Title: Re: lack of highs
Post by: charger on December 03, 2013, 01:25:25 AM
I can't understand, yesterday sound was really bright, dynamic , powerfull, today it is slow , darkish , what happens ? is it that capacitors are still breaking in ?
Title: Re: lack of highs
Post by: Doc B. on December 03, 2013, 05:25:02 AM
You might check your batteries' charge.
Title: Re: lack of highs
Post by: charger on December 03, 2013, 05:53:32 AM
oh ok !!
Title: Re: lack of highs
Post by: charger on December 04, 2013, 07:14:28 AM
under which voltage is better to change batteries ?
Title: Re: lack of highs
Post by: danielehn on February 04, 2015, 09:57:15 AM
I don't know if it's just mine, but using rechargeable D-Cells reduces the sound quality noticeable since they are usually 1.2V and not 1.5V

Somewhere around 1.35 the sound quality have dropped  to a noticeable lvl
Title: Re: lack of highs
Post by: Paul Joppa on February 04, 2015, 02:34:14 PM
I've seen a wide variety of specifications and claims for dry-battery filament tube voltage. Most commercial-use tubes for battery radios (like the 3S4) are performance-specified at 1.4 volts, but most hearing-aid tubes, powered by the same kind of batteries, are specified at 1.25 volts. In fact, some mil-spec versions of regular radio tubes call for 1.25v +/- 0.25v - they are the same tube, only the spec has changed.

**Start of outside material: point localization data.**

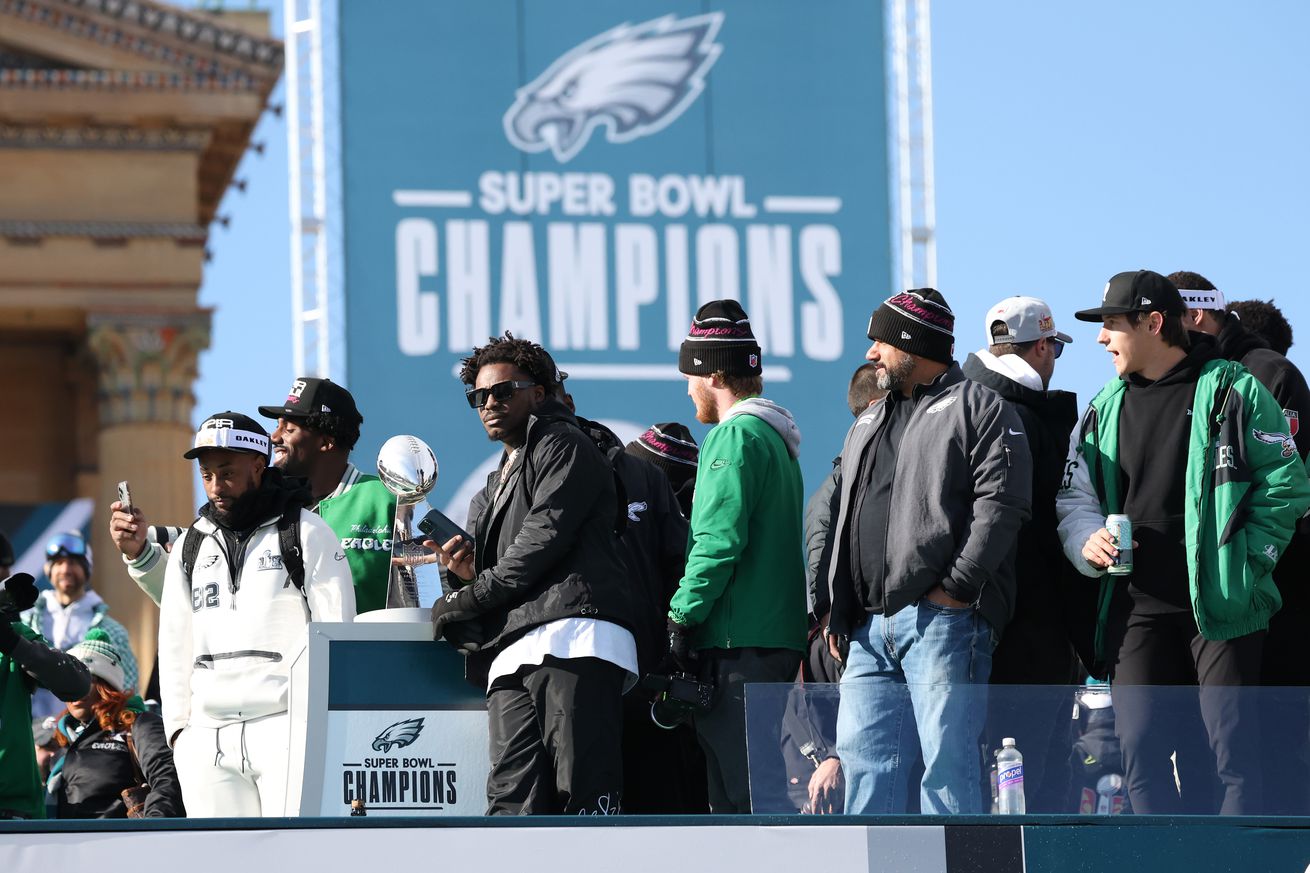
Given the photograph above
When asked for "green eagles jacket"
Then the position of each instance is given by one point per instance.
(360, 513)
(1246, 488)
(744, 582)
(20, 781)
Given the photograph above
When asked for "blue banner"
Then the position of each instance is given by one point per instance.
(586, 174)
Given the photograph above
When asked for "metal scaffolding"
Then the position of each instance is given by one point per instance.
(911, 121)
(313, 156)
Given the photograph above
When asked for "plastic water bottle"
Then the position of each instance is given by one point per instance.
(1009, 764)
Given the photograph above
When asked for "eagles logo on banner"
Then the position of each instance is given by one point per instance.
(586, 174)
(636, 80)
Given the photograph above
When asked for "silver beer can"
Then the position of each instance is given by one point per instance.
(1122, 538)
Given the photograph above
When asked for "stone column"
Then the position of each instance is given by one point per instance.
(147, 365)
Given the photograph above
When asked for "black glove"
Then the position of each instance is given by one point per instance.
(456, 606)
(8, 636)
(680, 646)
(465, 636)
(17, 593)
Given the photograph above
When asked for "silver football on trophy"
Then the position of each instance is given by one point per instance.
(408, 467)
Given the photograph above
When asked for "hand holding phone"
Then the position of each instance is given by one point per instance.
(438, 526)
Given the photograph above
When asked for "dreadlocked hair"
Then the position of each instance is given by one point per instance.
(524, 354)
(343, 430)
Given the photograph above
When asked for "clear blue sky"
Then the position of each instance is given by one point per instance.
(1073, 140)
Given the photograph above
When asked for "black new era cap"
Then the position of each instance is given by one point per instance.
(309, 396)
(229, 431)
(1136, 291)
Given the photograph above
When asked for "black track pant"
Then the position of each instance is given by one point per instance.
(556, 739)
(1166, 649)
(722, 730)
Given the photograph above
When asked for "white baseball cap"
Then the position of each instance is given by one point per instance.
(1212, 299)
(1027, 319)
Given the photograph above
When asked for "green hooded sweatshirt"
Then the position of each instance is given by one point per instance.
(1246, 488)
(744, 583)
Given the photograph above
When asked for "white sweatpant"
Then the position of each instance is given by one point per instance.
(235, 771)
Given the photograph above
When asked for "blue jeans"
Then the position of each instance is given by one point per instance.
(915, 682)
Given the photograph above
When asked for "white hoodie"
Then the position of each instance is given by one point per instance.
(225, 657)
(774, 416)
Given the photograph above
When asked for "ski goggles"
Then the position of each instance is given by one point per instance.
(502, 391)
(66, 545)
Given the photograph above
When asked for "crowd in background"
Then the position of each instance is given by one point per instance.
(613, 601)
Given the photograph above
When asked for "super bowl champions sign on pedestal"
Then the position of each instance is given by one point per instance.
(586, 173)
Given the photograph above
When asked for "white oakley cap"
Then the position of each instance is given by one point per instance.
(1027, 320)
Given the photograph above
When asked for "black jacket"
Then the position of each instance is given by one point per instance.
(1048, 420)
(98, 766)
(1040, 611)
(654, 542)
(546, 549)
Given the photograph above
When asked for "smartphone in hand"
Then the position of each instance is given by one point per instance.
(438, 526)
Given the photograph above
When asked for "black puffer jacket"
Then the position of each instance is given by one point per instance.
(546, 549)
(1275, 372)
(98, 766)
(654, 542)
(1288, 387)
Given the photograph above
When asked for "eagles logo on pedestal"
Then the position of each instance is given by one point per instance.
(398, 736)
(634, 79)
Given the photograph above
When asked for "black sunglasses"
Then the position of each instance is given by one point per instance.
(502, 391)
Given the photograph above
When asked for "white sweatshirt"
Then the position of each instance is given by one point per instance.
(225, 657)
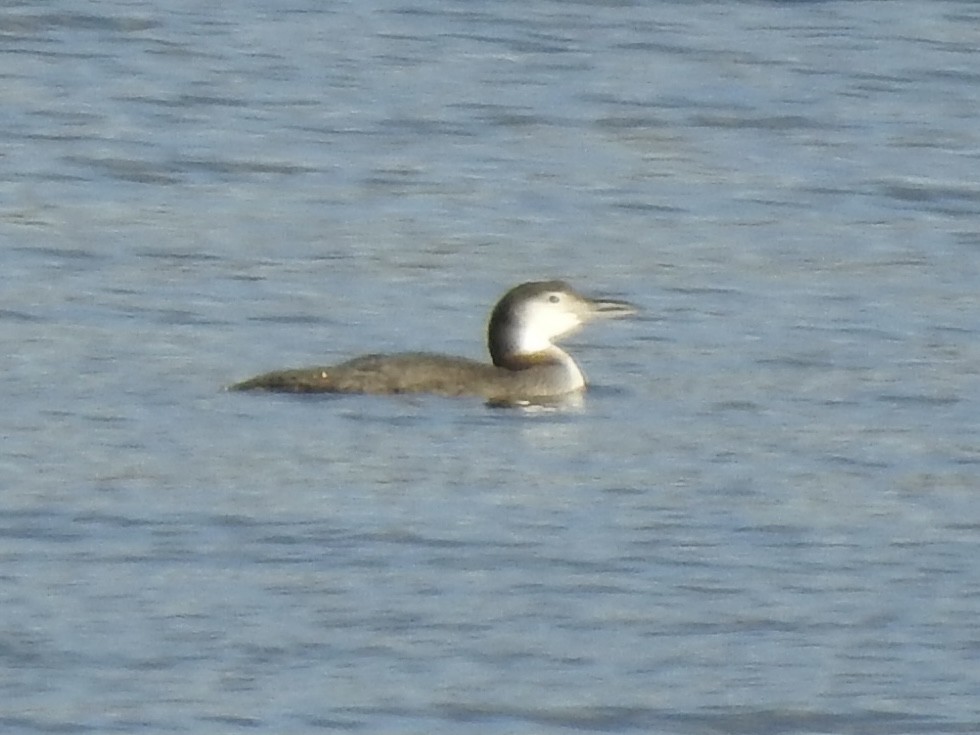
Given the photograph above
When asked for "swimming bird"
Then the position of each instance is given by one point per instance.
(527, 366)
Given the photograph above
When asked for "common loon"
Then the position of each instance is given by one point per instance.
(527, 365)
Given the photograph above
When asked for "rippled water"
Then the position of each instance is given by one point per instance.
(764, 519)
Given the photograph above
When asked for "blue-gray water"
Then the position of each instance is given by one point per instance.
(764, 519)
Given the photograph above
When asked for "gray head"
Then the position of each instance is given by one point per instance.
(529, 317)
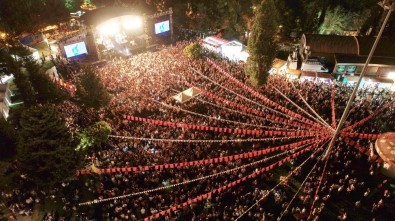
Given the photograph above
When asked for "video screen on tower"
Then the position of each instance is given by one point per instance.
(162, 27)
(75, 49)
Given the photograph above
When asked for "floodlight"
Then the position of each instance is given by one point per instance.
(132, 22)
(108, 28)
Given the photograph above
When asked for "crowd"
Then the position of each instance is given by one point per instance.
(140, 83)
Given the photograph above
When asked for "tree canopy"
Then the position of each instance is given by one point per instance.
(262, 44)
(8, 139)
(95, 135)
(46, 151)
(18, 16)
(91, 92)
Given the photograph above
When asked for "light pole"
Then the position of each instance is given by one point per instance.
(387, 5)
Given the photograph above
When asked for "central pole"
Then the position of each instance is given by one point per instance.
(354, 93)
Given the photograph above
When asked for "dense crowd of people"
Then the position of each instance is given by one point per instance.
(142, 84)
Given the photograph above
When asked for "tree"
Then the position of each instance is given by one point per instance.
(47, 91)
(337, 21)
(193, 50)
(91, 92)
(8, 139)
(95, 135)
(46, 150)
(12, 57)
(18, 16)
(262, 45)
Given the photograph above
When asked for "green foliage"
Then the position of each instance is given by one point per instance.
(91, 92)
(262, 45)
(47, 91)
(193, 50)
(13, 58)
(338, 20)
(95, 135)
(8, 139)
(46, 151)
(18, 16)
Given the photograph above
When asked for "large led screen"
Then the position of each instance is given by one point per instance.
(162, 27)
(75, 49)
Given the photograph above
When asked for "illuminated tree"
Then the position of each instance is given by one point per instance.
(262, 44)
(336, 21)
(91, 92)
(46, 151)
(95, 135)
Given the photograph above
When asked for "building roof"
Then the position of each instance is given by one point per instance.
(385, 48)
(349, 45)
(347, 59)
(332, 44)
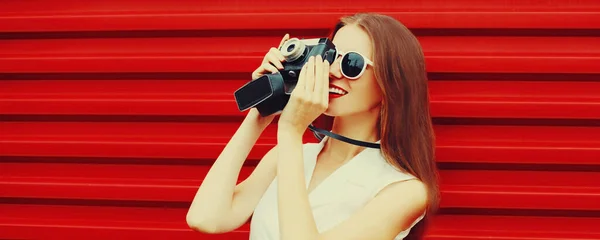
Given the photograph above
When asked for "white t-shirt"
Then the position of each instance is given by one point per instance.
(337, 197)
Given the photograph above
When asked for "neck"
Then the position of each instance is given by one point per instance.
(361, 127)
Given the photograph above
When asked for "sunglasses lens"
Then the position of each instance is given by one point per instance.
(352, 64)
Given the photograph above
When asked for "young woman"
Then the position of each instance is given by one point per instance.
(375, 91)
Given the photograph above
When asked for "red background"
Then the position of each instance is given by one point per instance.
(113, 111)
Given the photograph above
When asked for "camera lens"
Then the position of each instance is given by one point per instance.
(292, 49)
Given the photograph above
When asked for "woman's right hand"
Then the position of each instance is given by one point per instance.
(271, 63)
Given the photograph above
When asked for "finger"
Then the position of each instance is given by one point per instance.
(318, 79)
(285, 38)
(272, 58)
(310, 75)
(268, 67)
(302, 78)
(325, 82)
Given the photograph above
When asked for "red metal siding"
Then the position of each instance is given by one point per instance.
(112, 111)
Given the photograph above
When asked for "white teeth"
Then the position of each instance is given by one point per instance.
(337, 91)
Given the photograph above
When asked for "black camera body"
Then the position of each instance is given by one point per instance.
(271, 92)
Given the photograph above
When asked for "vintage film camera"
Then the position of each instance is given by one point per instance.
(271, 92)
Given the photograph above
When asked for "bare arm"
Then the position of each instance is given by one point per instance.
(221, 206)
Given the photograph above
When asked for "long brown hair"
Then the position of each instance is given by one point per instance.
(407, 137)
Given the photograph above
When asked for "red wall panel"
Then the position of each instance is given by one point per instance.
(111, 112)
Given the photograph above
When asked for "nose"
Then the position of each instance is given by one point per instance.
(334, 69)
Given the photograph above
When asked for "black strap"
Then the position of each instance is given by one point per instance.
(316, 132)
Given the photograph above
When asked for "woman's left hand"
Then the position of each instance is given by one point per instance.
(309, 99)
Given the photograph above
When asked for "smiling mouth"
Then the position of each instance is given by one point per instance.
(335, 91)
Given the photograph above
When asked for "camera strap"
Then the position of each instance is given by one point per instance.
(316, 131)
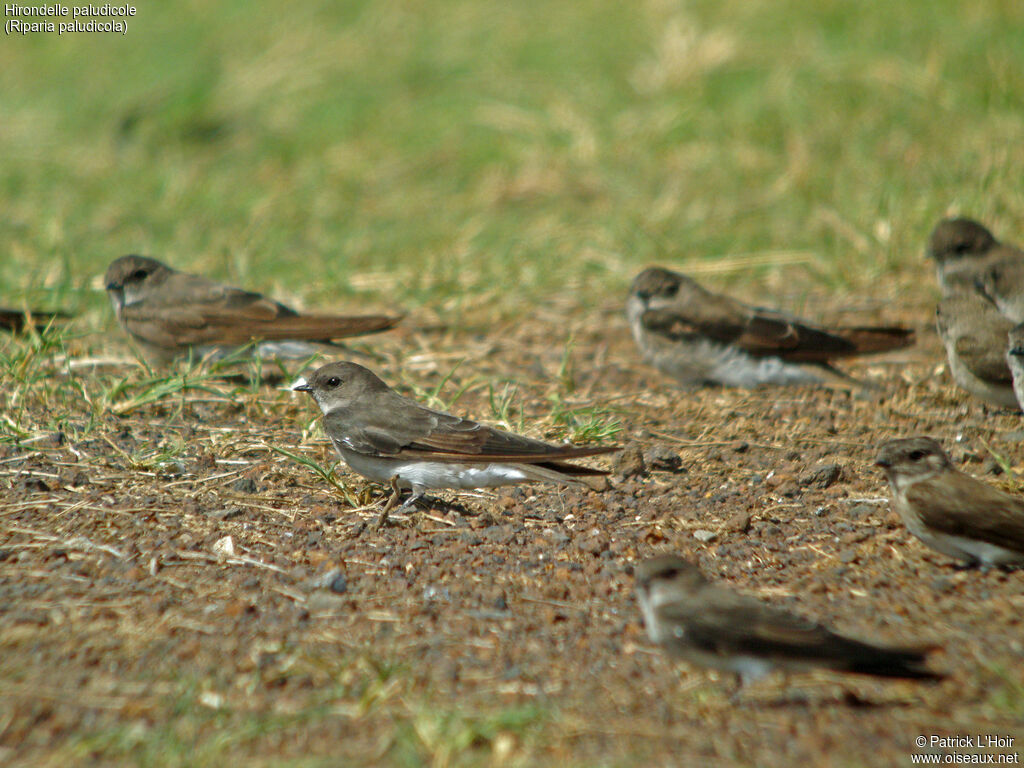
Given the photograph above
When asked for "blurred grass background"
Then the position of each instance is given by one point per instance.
(478, 158)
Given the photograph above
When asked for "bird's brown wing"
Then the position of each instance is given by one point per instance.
(729, 625)
(965, 507)
(401, 429)
(194, 311)
(764, 333)
(726, 623)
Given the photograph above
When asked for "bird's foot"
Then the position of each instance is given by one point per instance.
(382, 520)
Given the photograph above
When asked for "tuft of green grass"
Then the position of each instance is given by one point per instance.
(585, 423)
(328, 474)
(450, 737)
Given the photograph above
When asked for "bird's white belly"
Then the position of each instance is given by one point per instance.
(973, 550)
(286, 349)
(415, 474)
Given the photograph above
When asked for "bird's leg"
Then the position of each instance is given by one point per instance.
(413, 498)
(391, 503)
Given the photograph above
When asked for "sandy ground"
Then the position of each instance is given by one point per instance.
(133, 631)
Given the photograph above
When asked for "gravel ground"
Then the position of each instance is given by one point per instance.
(229, 599)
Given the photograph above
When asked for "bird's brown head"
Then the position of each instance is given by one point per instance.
(1016, 340)
(340, 385)
(912, 458)
(666, 568)
(129, 278)
(656, 283)
(952, 240)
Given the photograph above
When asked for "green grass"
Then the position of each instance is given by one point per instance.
(480, 157)
(477, 159)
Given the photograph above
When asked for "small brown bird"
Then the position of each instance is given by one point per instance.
(715, 627)
(16, 321)
(700, 338)
(975, 336)
(963, 251)
(172, 313)
(387, 437)
(949, 511)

In the very earliest days, a rheostat was used to adjust dry-battery tubes to 1.1v, it was periodically adjusted to maintain the voltage as the battery ran down. (This is the origin of the 5-v tube too, with a rheostat and a 6-volt lead-acid battery.) In one RCA manual, the recommended range was 1.25-1.4 volts with a nominal 1.3 volts; an absolute maximum of 1.6 volts was called out.